Aller au contenu

Occident chrétien

Un article de Wikipédia, l'encyclopédie libre.

L'expression Occident chrétien (western Christianity en anglais, soit « chrétienté occidentale ») apparaît au XIXe siècle dans la littérature historique et géographique occidentale pour définir un concept associant un territoire (regroupant l'Europe occidentale et l'Amérique) à l'Église catholique et au protestantisme qui en est issu. Plus récemment, l'expression Occident chrétien a pris une connotation géopolitique, servant à distinguer la civilisation d'origine ouest-européenne de toutes les autres[1].

Origine du concept

[modifier | modifier le code]

Ce concept s'est développé à partir des ouvrages de l'historien allemand Hieronymus Wolf au XVIe siècle qui opposent l'Empire romain d'Occident, l'Église de Rome et les États d'Europe occidentale à l'Empire romain d'Orient et à sa forme de christianisme orthodoxe (majoritaire dans le christianisme oriental)[2]. Toutefois, le concept, mais sans l'expression elle-même, est antérieur à Hieronymus Wolf et remonte au Moyen Âge : il trouve ses racines dans le vocabulaire des croisades et de la reconquista, dans l'opposition entre les croisés et les musulmans, et dans les revendications des chrétientés rivales d'Occident et d'Orient concernant la légitimité de l'héritage politique et religieux romain. Après l'émergence en Occident de l'Église catholique, les chancelleries papales développent des argumentaires qui magnifient les positions doctrinales et canoniques de cette Église, et rejettent la responsabilité de la séparation des Églises d'Orient et d'Occident sur la seule Église orthodoxe, dès lors qualifiée de schismatique : sa doctrine est qualifiée de dissidente, car elle n'inclut ni purgatoire, ni Filioque, ni célibat des prêtres, ni indulgences, ni primauté séculière du pape, qui sont des innovations de l'Église romaine.

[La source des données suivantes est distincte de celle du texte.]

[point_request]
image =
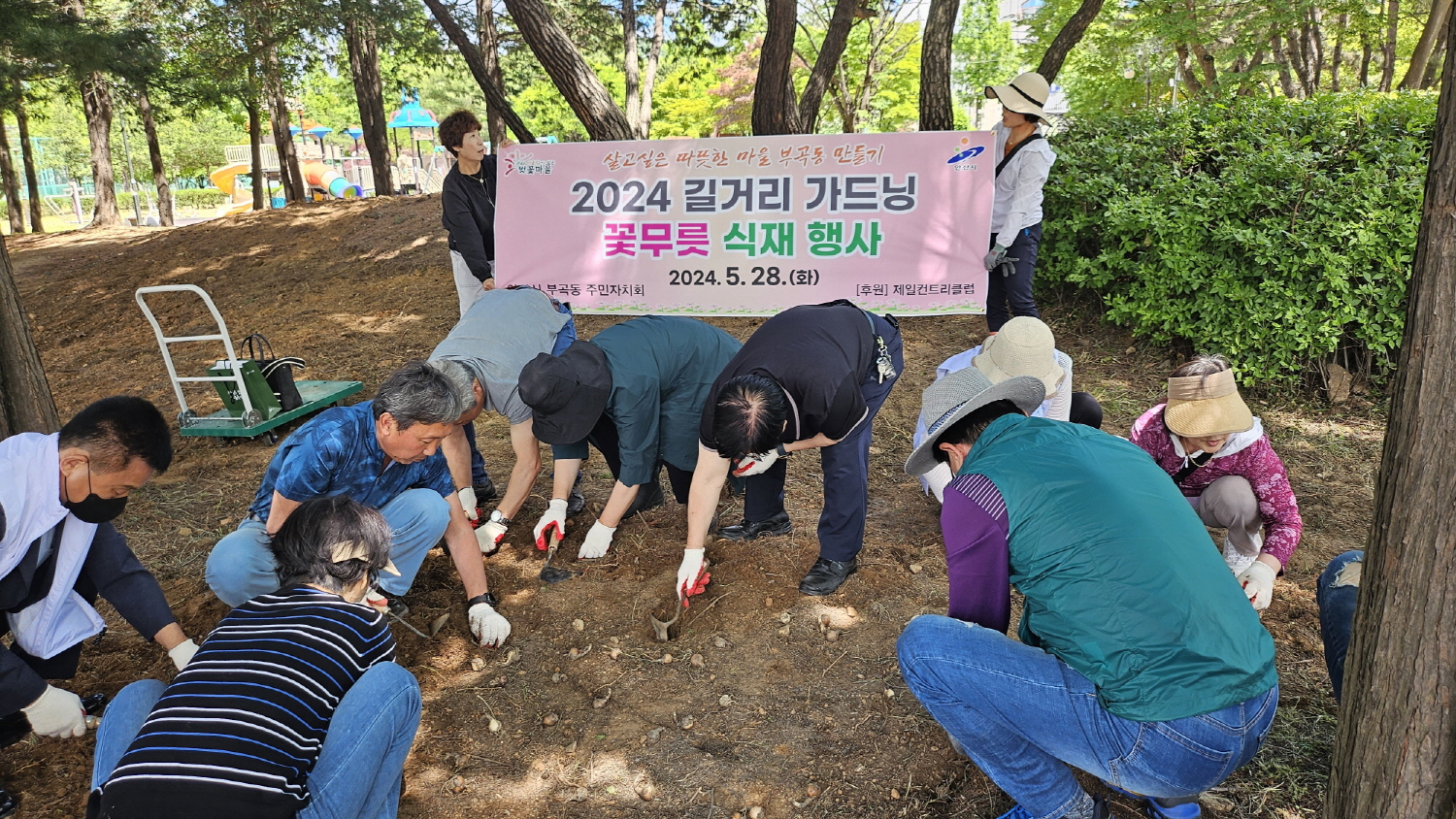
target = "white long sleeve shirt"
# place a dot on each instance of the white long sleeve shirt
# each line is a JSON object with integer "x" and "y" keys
{"x": 1018, "y": 188}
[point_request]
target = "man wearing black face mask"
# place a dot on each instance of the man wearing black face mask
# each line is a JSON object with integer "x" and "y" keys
{"x": 58, "y": 553}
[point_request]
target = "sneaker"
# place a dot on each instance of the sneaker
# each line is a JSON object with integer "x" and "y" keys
{"x": 1161, "y": 807}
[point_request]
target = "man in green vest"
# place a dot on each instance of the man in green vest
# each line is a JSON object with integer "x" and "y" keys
{"x": 1139, "y": 658}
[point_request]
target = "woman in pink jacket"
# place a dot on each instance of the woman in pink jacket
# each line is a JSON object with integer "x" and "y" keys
{"x": 1216, "y": 451}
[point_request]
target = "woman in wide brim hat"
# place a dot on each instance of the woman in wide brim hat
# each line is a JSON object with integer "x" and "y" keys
{"x": 1216, "y": 451}
{"x": 1022, "y": 162}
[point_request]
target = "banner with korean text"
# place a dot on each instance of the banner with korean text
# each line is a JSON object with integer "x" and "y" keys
{"x": 750, "y": 226}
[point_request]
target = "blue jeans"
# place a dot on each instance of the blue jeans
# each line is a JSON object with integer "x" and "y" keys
{"x": 564, "y": 338}
{"x": 361, "y": 766}
{"x": 1015, "y": 290}
{"x": 1024, "y": 716}
{"x": 844, "y": 463}
{"x": 1337, "y": 600}
{"x": 242, "y": 566}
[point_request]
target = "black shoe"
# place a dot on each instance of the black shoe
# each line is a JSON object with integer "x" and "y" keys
{"x": 649, "y": 496}
{"x": 777, "y": 525}
{"x": 826, "y": 576}
{"x": 485, "y": 490}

Comme l'Église de Rome revendique pour elle-même le Patrimonium Petri (l'« héritage de Saint-Pierre » dont les papes s'affirment seuls successeurs légitimes), les autres Églises sont délégitimées en Europe occidentale, ce qui rend moralement admissible pour la Quatrième croisade la mise à sac de Constantinople, pourtant ville chrétienne. À la suite de cela, le pillage de l'Empire byzantin et le partage de la Grèce entre États croisés (dits latins ou francs) sont « légitimés » par une réécriture de l'histoire dans les siècles suivants. Des milliers de lettrés occidentaux ont été formés dans cet esprit, au point d'occulter l'héritage grec, ne reconnaissant avoir retrouvé les savoirs antiques que chez les Arabes d'Espagne via Gerbert d'Aurillac (malgré les Vénitiens, les Génois et les Florentins qui puisaient directement aux sources byzantines grâce à des lettrés grecs tels Gemiste Pléthon, Georges de Trébizonde, Démétrius Chalcondylas, Jean Bessarion ou Jean Lascaris), sans se demander où les Arabes avaient eux-mêmes puisé ces savoirs. Jusqu'à Voltaire, qui, influencé par Jerôme Wolf, voyait en Byzance un « modèle d’obscurantisme religieux, fossoyeur des arts »[3]. Dans cette réécriture, très présente chez des auteurs comme Edward Gibbon, Charles George Herbermann[4] ou Michel Le Quien[5], l'Occident chrétien n'a plus de racines en Orient ni dans le judaïsme mais seulement dans le pontificat de Rome et dans la conversion et l'action des rois germaniques tels Clovis et Charlemagne.

Évolution du concept

[modifier | modifier le code]
L'« Occident chrétien » (en bleu) à l'époque des croisades.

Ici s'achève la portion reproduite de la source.